Namun demikian, Hibnu cukup memahami alasan pihak Lapas Cipinang yang tidak ingin menerima Ahok. Ia menduga, over kapasitas yang terjadi di Lapas Cipinang bisa menjadi alasan mereka untuk menitipkan mantan Bupati Belitung Timur itu ke Mako Brimob.

Profesor pidana dari Unsoed ini pun tidak mempermasalahkan seorang tahanan diminta untuk ditempatkan di satu pihak. Menurut Hibnu, penasihat hukum atau keluarga bisa meminta kepada jaksa selaku eksekutor untuk menempatkan tahanan.

Biasanya, kata Hibnu, hal tersebut tidak dipermasalahkan dengan alasan dekat dengan keluarga atau tempat yang lebih longgar. Namun, ia mempertanyakan apabila Lapas menempatkan Ahok di Mako Brimob dengan alasan keamanan.

Kan, keamanan LP dong.

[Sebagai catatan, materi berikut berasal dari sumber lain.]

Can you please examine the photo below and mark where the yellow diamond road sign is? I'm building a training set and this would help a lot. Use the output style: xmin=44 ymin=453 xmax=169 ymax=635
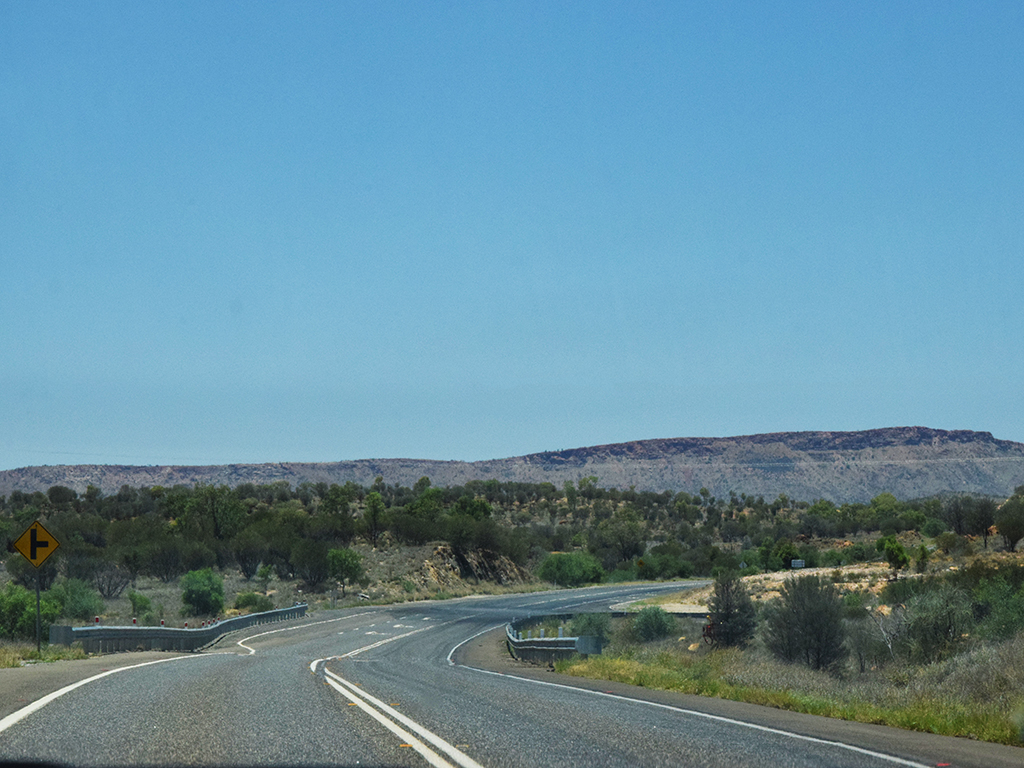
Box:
xmin=14 ymin=520 xmax=60 ymax=568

Negara harus melindungi semua warga binaan apakah status korupsi, status narkoba atau lain-lain,” kata Hibnu.

Menurut Hibnu, langkah Kejaksaan mengeksekusi Ahok di Lapas Cipinang, tetapi pihak Lapas justru menitipkan atau mengembalikan Ahok ke Mako Brimob tidak melanggar hukum. Akan tetapi, langkah tersebut memicu adanya diskriminatif hukum atau tidak equality of before the law.

Ia mengingatkan, penerapan hukum tidak boleh ada diskriminasi. Ahok selaku terpidana harus mendapat pembinaan di Lapas, seperti di tempat lain sesuai sistem peradilan pidana.

“Bagian sistem peradilan pidana, seseorang menjadi napi itu, kemudian napi tidak hanya pindah tempat tok, tapi mengalami proses pembinaan napi. Rutan saya kira tidak ada tempat pembinaan napi. Harusnya Menkumham agak keberatan. Harusnya seseorang sebagai status terpidana itu, suka tidak suka ditaruh di Lapas," kata Hibnu.

“Kalau begitu semua bisa minta tempat yang enak-enak. Mako Brimob lebih spesial,” kata Hibnu.

Tanggapan Kuasa Hukum Ahok

Menanggapi berbagai tudingan tersebut, penasihat hukum Basuki Tjahaja Purnama, I Wayan Sudirta membantah kalau Ahok mendapat perlakuan khusus. Ia menegaskan, eksekusi di Mako Brimob pun bukan hal baru. Ada pula sejumlah narapidana yang dieksekusi ke Mako Brimob.

“Sebelumnya sudah ada kasus-kasus seperti ini, dan tidak ada masalah kan. Jangan ini diramaikan karena ini bukan baru," ujar Wayan saat dihubungi Tirto, Kamis.

Wayan membenarkan kalau Ahok dipastikan dieksekusi di Mako Brimob setelah pihak keluarga memberikan kabar sekitar pukul 22.00 WIB. Ia mengaku sudah mendengar kabar Ahok akan dieksekusi pada sore hari.

Setelah mendengar lokasi penahanan Ahok, Wayan mengapresiasi keputusan LP Cipinang dengan kembali menempatkan Ahok di Mako Brimob. Menurut Wayan, LP Cipinang sudah mempertimbangkan dengan baik hasil analisa dan intelijen dari pihak aparat penegak hukum.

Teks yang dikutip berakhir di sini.